Rising Star Chef Dante de Magistris of il Casale Lexington - Biography
The consummate Italian-American chef, Dante de Magistris was raised in an Italian-American household that was passionate about food. He went to Italy to connect with his culinary roots and cooked in kitchens in Bologna and Florence. But it was his debut at Ristorante Don Alfonso on the Amalfi Coast that really fast-tracked de Magistris to success. He helped earn the restaurant its third Michelin star while the head chefs traveled abroad and de Magistris was left to run the kitchen.
De Magistris returned to Boston and worked alongside some of the city’s finest chefs, including Michael Schlow at Café Louis, Eric Brennan at The Federalist, and Lydia Shire, Susan Regis, and Daniele Baliani at Pignoli. He made a name for himself at Micheala Larson’s blu and was named a 2003 StarChefs.com Boston Rising Star.
In 2006, he opened the eponymous Restaurant dante in Cambridge, with his brothers Filippo and Damian. The restaurant’s cuisine takes a fresh, modern approach to traditional Italian dishes with de Magistris’ signature innovative technique, and intriguing twists on the classics. Since its opening, Restaurant dante has gained national recognition. It was named one of Bon Appetit magazine’s Hot 10 Restaurants of 2006, Boston Globe magazine’s Best of the New for 2007 and Boston Magazine’s Best of Boston award for Best Italian Restaurant in 2008.

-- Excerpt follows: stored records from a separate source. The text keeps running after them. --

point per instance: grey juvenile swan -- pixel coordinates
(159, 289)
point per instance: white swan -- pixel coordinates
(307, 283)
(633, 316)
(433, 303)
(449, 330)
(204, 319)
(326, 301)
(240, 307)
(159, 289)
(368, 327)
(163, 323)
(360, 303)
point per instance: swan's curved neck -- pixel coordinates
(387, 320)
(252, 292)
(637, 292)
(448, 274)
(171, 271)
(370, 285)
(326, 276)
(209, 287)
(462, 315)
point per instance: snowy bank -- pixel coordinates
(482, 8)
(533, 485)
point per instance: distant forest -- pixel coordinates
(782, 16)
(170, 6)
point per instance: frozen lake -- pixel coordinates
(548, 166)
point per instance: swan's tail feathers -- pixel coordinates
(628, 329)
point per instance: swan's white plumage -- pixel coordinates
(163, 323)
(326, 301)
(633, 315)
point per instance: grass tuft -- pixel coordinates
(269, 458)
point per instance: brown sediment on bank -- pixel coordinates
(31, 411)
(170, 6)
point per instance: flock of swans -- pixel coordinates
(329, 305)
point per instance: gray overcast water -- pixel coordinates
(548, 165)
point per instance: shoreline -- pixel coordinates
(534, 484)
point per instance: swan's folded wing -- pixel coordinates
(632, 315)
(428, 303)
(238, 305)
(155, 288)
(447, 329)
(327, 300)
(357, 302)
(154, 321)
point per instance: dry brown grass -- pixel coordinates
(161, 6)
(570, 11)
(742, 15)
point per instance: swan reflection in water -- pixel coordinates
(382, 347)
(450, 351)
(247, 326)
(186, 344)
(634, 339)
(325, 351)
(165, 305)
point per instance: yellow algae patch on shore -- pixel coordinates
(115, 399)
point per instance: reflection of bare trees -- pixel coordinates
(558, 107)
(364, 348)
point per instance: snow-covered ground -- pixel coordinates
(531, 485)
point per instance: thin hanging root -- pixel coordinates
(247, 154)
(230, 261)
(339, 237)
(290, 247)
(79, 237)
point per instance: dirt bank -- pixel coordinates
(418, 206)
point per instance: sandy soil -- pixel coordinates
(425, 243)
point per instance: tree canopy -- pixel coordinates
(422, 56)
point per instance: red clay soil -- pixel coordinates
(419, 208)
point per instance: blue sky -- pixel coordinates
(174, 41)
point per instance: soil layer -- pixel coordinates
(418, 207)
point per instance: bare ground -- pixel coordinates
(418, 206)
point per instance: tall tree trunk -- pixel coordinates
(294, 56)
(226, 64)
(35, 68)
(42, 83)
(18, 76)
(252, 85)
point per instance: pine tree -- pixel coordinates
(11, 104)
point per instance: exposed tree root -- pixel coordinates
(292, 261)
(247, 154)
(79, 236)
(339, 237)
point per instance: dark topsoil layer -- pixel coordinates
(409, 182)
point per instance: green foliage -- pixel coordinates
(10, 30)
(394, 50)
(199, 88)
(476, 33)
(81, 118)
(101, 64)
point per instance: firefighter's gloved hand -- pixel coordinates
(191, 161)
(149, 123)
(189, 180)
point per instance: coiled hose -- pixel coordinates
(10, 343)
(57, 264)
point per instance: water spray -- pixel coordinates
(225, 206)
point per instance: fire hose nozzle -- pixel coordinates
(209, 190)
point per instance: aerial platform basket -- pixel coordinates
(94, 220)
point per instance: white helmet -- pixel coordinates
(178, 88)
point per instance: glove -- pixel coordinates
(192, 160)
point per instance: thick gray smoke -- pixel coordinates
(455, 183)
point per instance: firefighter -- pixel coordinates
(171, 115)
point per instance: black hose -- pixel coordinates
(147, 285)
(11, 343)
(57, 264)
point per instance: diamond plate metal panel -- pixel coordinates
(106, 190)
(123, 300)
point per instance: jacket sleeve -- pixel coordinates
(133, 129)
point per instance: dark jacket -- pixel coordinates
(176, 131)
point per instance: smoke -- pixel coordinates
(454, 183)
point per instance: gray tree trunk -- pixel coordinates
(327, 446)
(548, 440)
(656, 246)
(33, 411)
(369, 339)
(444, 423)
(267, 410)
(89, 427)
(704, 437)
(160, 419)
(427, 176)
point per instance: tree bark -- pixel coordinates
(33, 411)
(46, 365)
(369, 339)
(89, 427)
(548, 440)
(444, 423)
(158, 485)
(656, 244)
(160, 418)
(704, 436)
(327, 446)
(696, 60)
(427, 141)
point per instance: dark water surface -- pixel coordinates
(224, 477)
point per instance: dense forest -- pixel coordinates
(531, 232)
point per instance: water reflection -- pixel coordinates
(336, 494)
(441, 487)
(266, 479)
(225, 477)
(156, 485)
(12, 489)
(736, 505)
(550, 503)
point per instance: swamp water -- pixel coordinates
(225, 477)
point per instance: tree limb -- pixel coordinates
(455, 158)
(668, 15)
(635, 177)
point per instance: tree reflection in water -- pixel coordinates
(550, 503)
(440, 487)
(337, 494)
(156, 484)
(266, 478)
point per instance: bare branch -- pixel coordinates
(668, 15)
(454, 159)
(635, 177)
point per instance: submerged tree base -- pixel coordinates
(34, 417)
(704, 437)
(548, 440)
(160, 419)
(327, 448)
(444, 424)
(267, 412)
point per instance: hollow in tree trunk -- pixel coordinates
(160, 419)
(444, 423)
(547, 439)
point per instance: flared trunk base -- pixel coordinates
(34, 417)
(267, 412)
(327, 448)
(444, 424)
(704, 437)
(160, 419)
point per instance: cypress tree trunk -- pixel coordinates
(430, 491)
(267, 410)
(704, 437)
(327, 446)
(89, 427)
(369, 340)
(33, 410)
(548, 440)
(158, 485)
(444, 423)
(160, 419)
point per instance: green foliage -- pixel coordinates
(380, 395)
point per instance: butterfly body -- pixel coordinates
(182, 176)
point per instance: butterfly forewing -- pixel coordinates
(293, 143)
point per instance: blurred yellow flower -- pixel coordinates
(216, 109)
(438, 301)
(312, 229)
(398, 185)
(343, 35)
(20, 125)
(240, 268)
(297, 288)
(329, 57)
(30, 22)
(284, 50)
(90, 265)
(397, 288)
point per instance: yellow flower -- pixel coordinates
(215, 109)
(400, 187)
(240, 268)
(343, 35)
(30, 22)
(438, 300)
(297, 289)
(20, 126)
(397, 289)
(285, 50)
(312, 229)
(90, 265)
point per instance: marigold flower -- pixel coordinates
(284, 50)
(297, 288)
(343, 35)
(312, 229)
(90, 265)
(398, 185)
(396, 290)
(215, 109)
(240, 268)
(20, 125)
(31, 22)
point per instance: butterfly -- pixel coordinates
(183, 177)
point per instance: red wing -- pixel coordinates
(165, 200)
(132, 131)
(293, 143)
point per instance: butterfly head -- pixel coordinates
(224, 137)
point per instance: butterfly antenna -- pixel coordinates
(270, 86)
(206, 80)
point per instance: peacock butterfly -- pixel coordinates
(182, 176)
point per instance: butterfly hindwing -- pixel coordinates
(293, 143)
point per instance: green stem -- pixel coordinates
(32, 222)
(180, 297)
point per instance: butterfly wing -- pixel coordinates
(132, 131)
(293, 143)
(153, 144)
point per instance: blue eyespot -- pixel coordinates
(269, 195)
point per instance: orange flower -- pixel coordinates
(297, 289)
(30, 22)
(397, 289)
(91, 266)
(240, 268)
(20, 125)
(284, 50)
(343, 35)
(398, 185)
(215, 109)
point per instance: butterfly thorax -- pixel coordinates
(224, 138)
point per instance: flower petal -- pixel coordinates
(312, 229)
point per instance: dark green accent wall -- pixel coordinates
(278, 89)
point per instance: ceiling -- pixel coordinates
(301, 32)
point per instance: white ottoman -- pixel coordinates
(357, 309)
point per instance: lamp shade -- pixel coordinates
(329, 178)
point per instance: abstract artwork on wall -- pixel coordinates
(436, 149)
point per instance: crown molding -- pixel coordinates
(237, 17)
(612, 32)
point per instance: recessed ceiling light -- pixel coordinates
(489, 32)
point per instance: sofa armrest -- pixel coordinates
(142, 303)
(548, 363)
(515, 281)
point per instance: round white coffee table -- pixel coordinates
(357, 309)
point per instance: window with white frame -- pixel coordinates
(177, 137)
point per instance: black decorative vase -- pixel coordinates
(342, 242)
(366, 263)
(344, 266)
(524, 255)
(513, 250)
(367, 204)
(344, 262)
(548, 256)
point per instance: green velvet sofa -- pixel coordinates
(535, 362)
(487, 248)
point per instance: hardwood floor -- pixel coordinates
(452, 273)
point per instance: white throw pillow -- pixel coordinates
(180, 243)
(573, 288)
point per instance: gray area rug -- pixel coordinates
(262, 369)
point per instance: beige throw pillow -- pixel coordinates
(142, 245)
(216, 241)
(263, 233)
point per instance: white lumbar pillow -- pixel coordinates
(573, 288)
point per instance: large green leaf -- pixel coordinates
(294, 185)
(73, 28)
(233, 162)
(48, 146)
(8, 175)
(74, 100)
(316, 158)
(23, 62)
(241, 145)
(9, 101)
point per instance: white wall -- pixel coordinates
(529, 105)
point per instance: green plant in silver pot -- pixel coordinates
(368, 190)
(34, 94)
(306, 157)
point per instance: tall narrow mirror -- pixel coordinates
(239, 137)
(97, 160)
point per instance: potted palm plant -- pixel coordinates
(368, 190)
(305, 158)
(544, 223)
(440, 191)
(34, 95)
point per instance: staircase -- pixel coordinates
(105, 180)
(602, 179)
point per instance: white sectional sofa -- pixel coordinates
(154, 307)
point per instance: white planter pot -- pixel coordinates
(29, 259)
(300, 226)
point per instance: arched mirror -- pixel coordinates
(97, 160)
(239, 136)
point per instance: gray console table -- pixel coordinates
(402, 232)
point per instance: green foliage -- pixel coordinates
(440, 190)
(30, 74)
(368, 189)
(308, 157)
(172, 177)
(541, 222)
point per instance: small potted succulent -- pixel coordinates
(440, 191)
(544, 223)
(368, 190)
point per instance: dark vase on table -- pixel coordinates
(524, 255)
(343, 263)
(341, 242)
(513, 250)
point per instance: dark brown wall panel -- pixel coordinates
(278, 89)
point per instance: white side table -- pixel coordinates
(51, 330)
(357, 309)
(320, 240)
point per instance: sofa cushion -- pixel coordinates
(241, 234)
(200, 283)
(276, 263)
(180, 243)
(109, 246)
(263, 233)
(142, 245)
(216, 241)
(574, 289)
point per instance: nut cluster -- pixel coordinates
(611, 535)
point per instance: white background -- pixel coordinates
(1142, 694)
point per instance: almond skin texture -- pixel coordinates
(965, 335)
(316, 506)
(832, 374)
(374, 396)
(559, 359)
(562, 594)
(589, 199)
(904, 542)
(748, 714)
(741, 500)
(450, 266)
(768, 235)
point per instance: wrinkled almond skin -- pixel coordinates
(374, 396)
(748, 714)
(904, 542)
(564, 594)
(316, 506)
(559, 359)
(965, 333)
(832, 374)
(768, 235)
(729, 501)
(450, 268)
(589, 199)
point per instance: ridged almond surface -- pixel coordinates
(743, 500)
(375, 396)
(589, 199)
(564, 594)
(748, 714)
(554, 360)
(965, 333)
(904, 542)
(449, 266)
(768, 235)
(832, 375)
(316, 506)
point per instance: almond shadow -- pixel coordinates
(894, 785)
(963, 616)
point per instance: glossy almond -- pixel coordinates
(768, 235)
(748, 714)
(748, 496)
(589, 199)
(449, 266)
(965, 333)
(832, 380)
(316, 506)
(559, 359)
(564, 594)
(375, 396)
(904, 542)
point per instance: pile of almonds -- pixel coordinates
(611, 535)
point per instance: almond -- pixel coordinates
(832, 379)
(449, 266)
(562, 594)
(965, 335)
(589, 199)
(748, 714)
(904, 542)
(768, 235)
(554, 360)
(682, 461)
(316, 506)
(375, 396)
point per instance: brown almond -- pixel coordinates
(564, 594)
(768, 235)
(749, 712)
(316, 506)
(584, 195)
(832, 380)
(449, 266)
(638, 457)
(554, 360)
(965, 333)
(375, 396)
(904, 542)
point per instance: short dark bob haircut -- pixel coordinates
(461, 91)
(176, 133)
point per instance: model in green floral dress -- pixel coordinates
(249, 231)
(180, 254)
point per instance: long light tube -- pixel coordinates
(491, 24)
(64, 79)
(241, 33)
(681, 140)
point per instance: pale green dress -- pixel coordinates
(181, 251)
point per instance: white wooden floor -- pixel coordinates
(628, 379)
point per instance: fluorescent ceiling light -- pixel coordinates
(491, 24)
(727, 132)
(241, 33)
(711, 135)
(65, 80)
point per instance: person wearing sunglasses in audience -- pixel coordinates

The de Magistris brothers focused on a more rustic Italian concept in April 2009 opening the first of two il Casale locations, this one in Boston suburb, Belmont. The original Il Casale earned an almost unheard-of three and a half out of four stars from the Boston Globe’s Devra First, and two Best of Boston awards from Boston Magazine.
September of 2010 saw de Magistris’ pasta prowess on display at the 5th Annual StarChefs.com International Chefs Congress. And then in July 2014, the second il Casale opened in Lexington, Massachusettes. Once again, de Magistris is picking up accolades with il Casale Lexington’s focus on the cuisine of Campania in Southern Italy—the region of his ancestral home.